COVID-19 slows but doesn't dent automakers' overseas expansion plans
Chinese automakers are proceeding with plans to increase their global presence by expanding operations, increasing exports, launching new models, setting up overseas operations and widening distribution networks.
The bold strategies come even as the global pandemic is blamed for a decline in the nation’s vehicle exports. Prospects hang on the progression of the disease.
About 448,000 cars were exported in the first seven months of this year, down about a fifth from a year earlier, according to the China Association of Automobile Manufacturers.
"Some companies have realized that they need to further develop their overseas businesses because developed markets bring them not only sales volume but also improvement in their entire business mechanism,” said Yang Junling, director of the overseas business department at SAIC Maxus, a domestic brand wholly owned by SAIC Motor, the nation’s largest automaker.
The bright spots in the dismal seven-month export figures were green vehicles — up 141 percent — and autos that can be utilized by those fighting novel coronavirus.
In the past three to five years, Chinese car manufacturers have been eying overseas markets in order to diversify sales and rely less on a single market.
Some auto companies set firm goals for entry into developed markets such as the US and Europe in 2019 and 2020. Their targets look to long-term development rather than dwell on the short-term effects of the pandemic.
Yang said that sales and service networks and the provision of spare parts in overseas countries are very important for Chinese auto brands seeking to expand their footprints abroad.
Yu De, managing director of international business at SAIC Motor, told Shanghai Daily that the introduction of electric cars with longer driving ranges will be part of the export-expansion strategy.
Yu said that Europe is one of the principal targets for overseas exports because countries there actively promote green technologies and consumers are more receptive to switching from internal combustion vehicles. Intelligent and connected vehicles also figure prominently in the company’s export plan.
Fu Bingfeng, secretary-general of the China Association of Automobile Manufacturers, predicts that Chinese automakers will be global leaders in the export of smart and connected vehicles in five years. In a break from the past, Chinese car exports won’t rely only on low cost to attract overseas buyers, he said. They will also offer advanced technologies, designs and quality.
SAIC Motor said its market share in all overseas countries in the first half of this year increased from the same period last year. It sold 132,000 vehicles, with 79,000 of them in the company’s own brand. That was a 17 percent increase.
Late last month, the company shipped 2,500 MG and Maxus-brand vehicles to Australia, New Zealand and Fiji — another region of growing sales.
It’s not just large, established automakers angling for more overseas sales. Chinese startups are also beginning to receive orders in their first foray into green vehicle exports.
Aiways, a 4-year-old, Shanghai-based electric vehicle startup, exported 500 of its electric U5 sport-utility vehicles to France in May, which were put into service as rental vehicles in Mediterranean tourist spots.
The company started selling the U5 in Germany in August and plans to expand sales to Norway, Switzerland and the Netherlands in coming months.
"It proves that Chinese car companies have the strength to enter the European new-energy vehicle market," said Chen Jingyue, secretary-general of the China-Europe Association for Technical and Economic Cooperation.
The COVID-19 pandemic has opened some new opportunities.
In July, Beijing Automotive Group Co and Kuwait signed a contract for delivery 500 D20 hatchbacks designed to meet the needs of those working in the fight against the pandemic. The automaker said the vehicles can be used for medical transport and materials distribution.

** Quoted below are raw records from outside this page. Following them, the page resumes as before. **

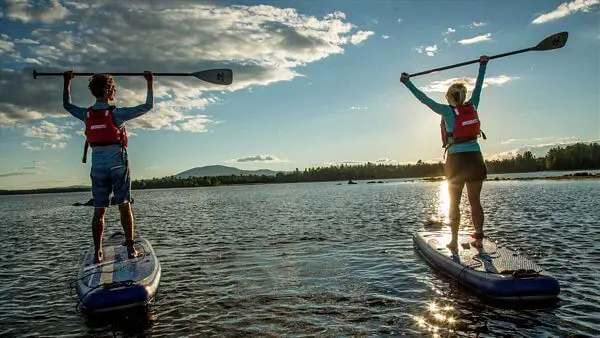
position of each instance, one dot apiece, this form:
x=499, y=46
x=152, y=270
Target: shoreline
x=575, y=176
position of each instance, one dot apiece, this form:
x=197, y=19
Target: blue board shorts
x=107, y=180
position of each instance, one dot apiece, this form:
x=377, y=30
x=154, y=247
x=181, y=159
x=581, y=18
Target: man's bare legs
x=97, y=231
x=455, y=192
x=474, y=192
x=127, y=223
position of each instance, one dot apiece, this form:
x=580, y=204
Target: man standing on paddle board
x=460, y=128
x=105, y=133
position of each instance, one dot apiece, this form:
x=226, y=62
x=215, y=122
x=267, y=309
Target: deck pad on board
x=491, y=258
x=116, y=266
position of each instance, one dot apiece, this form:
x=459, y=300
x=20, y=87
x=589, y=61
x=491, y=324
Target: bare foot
x=131, y=252
x=98, y=257
x=478, y=243
x=453, y=246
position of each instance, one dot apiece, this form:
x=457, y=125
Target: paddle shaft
x=471, y=62
x=36, y=74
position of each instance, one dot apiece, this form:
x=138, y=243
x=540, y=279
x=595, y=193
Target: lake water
x=303, y=259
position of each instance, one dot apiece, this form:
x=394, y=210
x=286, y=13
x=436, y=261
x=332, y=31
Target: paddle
x=552, y=42
x=216, y=76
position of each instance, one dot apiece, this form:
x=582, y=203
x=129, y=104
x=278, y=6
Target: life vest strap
x=100, y=144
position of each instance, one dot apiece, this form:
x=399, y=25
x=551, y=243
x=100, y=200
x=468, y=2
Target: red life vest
x=467, y=127
x=100, y=130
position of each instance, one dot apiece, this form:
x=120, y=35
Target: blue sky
x=315, y=82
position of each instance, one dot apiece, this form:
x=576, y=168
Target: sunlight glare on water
x=444, y=204
x=314, y=259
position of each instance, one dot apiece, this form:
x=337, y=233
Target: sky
x=316, y=83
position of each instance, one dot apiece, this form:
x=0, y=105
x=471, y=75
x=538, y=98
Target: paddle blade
x=553, y=42
x=216, y=76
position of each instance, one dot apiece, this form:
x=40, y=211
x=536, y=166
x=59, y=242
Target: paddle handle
x=471, y=62
x=36, y=74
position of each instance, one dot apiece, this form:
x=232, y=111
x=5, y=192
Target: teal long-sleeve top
x=447, y=112
x=110, y=156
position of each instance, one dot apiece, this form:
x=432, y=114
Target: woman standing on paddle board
x=464, y=161
x=105, y=133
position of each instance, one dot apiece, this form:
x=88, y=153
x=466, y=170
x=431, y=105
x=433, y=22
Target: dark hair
x=101, y=85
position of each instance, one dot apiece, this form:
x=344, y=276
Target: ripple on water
x=302, y=259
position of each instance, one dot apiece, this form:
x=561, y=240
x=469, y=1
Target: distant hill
x=221, y=170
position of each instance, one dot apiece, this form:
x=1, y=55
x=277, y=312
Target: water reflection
x=444, y=203
x=135, y=322
x=437, y=318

Xu Heyi, chairman of Beijing Automotive, said the deal with Kuwait was signed in a short period of time. In order to ensure the vehicles can be put to use as soon as possible, the company delivered them ahead of time.

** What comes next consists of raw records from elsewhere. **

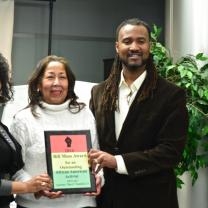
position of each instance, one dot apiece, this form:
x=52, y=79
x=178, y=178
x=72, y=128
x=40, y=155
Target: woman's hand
x=35, y=184
x=98, y=187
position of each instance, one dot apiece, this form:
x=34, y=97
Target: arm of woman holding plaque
x=53, y=107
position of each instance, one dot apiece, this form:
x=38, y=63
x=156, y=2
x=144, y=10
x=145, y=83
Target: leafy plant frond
x=191, y=73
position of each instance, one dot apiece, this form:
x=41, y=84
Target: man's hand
x=99, y=159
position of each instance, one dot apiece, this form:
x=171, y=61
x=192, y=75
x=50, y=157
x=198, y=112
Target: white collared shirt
x=125, y=98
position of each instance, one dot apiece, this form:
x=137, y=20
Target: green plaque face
x=67, y=161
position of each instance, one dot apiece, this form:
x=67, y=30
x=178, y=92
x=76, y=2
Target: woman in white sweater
x=52, y=105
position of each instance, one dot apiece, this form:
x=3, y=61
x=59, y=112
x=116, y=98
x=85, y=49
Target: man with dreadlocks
x=142, y=126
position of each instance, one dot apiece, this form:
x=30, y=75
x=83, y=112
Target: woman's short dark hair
x=6, y=92
x=35, y=96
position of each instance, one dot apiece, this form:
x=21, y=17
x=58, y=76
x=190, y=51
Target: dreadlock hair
x=110, y=94
x=35, y=96
x=6, y=91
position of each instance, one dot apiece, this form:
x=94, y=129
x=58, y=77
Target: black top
x=10, y=159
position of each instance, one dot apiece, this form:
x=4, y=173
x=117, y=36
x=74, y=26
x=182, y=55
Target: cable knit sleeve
x=20, y=132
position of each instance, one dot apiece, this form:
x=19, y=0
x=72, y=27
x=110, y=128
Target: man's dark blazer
x=151, y=143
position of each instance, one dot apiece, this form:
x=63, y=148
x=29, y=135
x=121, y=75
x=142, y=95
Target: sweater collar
x=54, y=108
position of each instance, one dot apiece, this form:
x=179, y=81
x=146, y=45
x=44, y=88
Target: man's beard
x=134, y=66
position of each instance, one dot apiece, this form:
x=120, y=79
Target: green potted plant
x=191, y=73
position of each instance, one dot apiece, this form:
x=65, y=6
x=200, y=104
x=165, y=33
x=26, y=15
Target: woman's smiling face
x=54, y=84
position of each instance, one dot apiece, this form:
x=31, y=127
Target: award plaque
x=67, y=161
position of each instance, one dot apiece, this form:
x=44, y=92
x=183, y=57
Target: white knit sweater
x=29, y=131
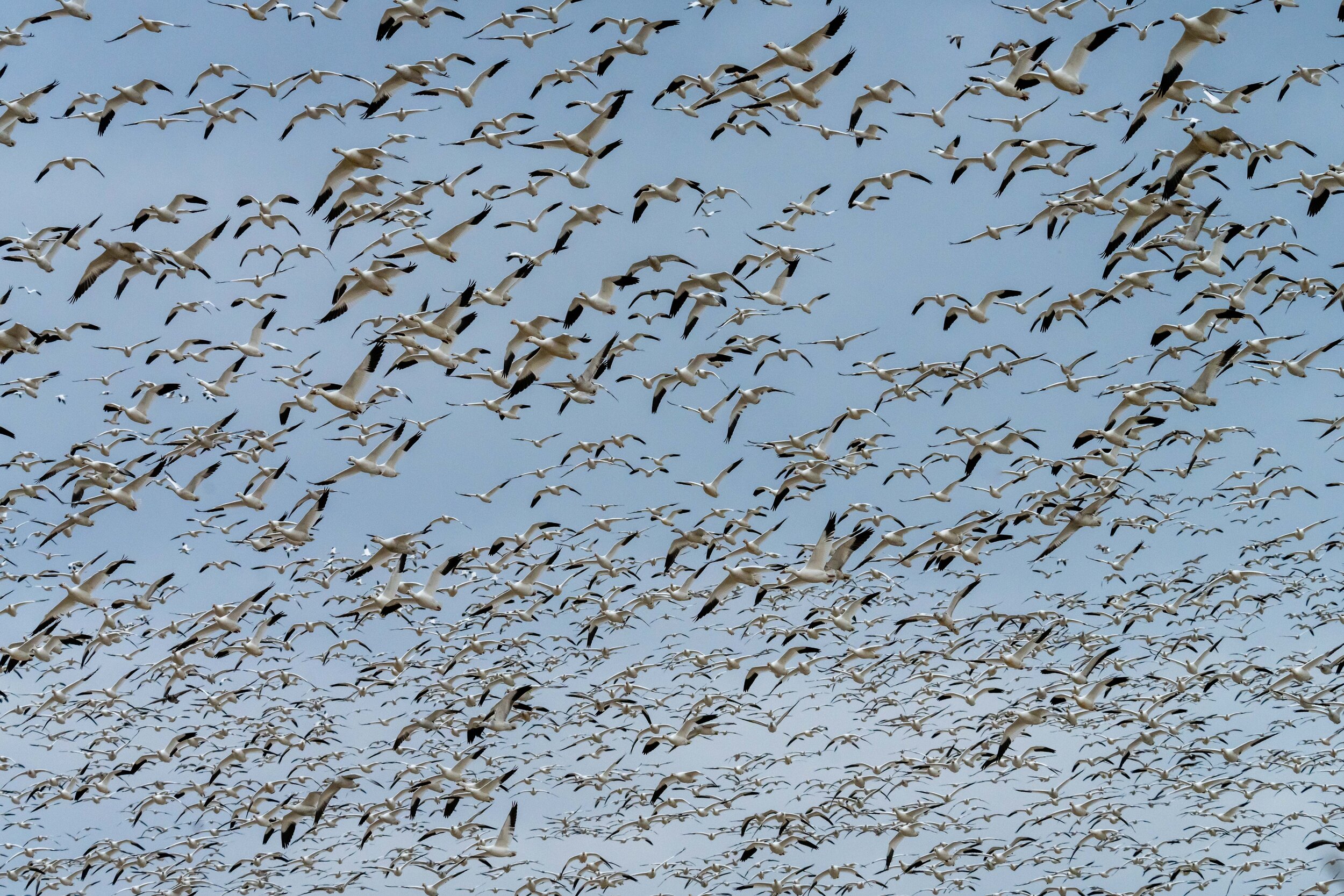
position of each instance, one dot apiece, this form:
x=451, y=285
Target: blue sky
x=875, y=267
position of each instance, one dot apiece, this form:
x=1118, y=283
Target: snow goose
x=1023, y=61
x=135, y=93
x=1068, y=77
x=467, y=95
x=1310, y=76
x=111, y=256
x=507, y=19
x=805, y=92
x=151, y=26
x=528, y=38
x=417, y=11
x=441, y=245
x=1219, y=141
x=1018, y=123
x=582, y=141
x=1273, y=152
x=667, y=192
x=1202, y=28
x=881, y=93
x=69, y=163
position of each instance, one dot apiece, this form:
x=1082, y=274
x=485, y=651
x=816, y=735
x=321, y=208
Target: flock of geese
x=808, y=591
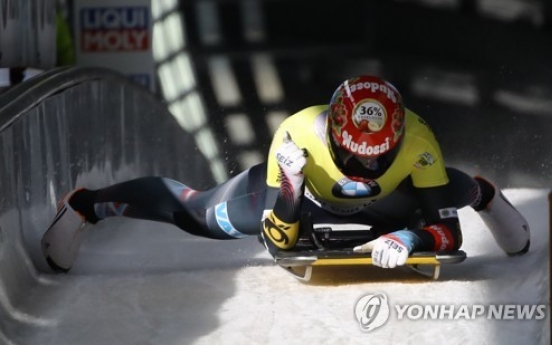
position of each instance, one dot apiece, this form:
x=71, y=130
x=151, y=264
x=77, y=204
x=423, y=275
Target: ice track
x=138, y=282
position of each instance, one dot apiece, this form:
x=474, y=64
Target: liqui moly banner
x=28, y=33
x=116, y=34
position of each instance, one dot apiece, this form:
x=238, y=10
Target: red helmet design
x=365, y=126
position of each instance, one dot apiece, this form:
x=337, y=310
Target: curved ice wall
x=72, y=127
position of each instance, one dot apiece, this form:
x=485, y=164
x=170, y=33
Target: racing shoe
x=508, y=227
x=61, y=242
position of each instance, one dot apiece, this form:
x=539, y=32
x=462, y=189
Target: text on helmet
x=374, y=87
x=363, y=148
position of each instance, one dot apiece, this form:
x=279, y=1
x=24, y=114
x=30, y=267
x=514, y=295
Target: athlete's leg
x=402, y=208
x=230, y=210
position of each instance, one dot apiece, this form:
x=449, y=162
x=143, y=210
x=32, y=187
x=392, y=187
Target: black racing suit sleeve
x=280, y=228
x=441, y=230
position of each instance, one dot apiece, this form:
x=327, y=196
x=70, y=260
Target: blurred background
x=229, y=71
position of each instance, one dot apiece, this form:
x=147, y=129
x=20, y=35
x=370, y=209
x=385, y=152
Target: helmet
x=365, y=126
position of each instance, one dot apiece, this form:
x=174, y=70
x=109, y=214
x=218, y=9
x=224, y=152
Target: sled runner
x=300, y=263
x=332, y=245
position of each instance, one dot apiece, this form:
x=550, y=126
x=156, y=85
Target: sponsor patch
x=369, y=116
x=424, y=161
x=221, y=214
x=450, y=212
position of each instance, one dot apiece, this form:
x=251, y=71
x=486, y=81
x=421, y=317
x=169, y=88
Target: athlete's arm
x=280, y=227
x=442, y=227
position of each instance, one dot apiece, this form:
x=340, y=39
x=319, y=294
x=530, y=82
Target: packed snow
x=140, y=282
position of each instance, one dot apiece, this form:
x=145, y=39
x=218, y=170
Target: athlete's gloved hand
x=389, y=250
x=291, y=160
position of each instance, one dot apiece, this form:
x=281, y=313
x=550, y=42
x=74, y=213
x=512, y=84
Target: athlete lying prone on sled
x=364, y=159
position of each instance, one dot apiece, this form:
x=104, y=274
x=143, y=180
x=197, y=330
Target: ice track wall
x=66, y=128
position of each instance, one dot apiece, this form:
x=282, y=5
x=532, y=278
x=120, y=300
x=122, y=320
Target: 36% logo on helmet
x=369, y=117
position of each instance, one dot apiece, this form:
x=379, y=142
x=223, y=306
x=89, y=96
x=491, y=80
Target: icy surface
x=138, y=282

Industry insiders say the overall outlook for the vehicle-export market this year remains tenuous. The China Automotive Information Net, a governmental website, predicts 2020 exports will drop by 15 percent.
Zhang Xiaofeng, an independent market analyst, said a critical but unknown factor is the risk of second waves of the disease. France, Spain, Italy and the UK are reporting a recent resurgence of cases.
In light of that, automakers need to strengthen risk management and keep costs under control, Zhang said.